Closed wsynuiag closed 6 days ago
Hi,
Similar to the BTI-DBF, we determine a model as backdoored according to whether BAN can correctly identify the target class.
For example, the prediction results of a WaNet model is:
Prediction distribution: [5000. 0. 0. 0. 0. 0. 0. 0. 0. 0.] Prediction targets to: 0
For a benign model: Prediction distribution: [631. 279. 542. 438. 691. 735. 494. 544. 459. 187.] Prediction targets to: 5
Thanks for your quick reply. From the example above, will the benign model be misclassified as a backdoor model?

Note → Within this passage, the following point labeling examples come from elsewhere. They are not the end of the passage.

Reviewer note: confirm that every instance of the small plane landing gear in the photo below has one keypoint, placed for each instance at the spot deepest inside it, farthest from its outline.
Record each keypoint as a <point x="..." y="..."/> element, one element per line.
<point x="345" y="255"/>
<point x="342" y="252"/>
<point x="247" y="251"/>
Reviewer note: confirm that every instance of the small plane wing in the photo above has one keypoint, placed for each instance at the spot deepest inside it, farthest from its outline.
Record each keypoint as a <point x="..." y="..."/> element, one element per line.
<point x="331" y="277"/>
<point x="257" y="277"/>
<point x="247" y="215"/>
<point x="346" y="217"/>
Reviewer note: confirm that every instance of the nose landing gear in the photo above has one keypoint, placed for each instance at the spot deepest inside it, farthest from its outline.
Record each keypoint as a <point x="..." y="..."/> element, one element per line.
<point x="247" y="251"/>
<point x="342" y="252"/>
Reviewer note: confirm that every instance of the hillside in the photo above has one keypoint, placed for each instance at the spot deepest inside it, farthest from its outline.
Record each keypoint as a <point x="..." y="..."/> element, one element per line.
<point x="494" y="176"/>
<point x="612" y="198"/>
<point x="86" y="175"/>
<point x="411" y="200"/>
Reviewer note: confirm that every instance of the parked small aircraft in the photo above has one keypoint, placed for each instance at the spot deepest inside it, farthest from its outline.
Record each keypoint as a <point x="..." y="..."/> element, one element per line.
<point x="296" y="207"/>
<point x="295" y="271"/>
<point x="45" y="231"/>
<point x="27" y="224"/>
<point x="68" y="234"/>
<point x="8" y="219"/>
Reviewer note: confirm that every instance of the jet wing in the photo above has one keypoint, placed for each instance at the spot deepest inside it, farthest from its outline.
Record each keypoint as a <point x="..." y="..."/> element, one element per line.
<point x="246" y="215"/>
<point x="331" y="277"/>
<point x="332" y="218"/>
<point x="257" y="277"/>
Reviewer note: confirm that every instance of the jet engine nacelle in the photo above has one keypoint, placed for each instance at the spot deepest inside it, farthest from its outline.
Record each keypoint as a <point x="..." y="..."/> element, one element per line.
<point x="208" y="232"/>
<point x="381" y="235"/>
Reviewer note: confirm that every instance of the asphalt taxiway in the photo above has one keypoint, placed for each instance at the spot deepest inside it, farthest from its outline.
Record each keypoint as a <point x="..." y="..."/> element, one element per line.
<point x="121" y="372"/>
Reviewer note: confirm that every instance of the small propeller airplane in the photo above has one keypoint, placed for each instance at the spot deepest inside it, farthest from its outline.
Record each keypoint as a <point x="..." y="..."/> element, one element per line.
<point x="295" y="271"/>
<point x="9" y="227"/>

It's not impossible. However, the prediction will be evenly (relatively) distributed in each class for benign models. For backdoored models, it is concentrated in the target class.
Thank you. So I need to judge it manually, or is there any automatic way (e.g. threshold, metrics) to define a backdoor model?
We can easily have a script to check the detection results. In our case, we use the number of samples (>2500) predicted as the target class. But in fact, we also manually checked all detection results including other baselines.
I understand. Thanks for your time.
I understood the mechanism in ban_detection.py. However, from the results like acc, reg, how can I judge a model is backdoored or not? Specifically, what are the thresholds used in the paper under different model architectures and datasets?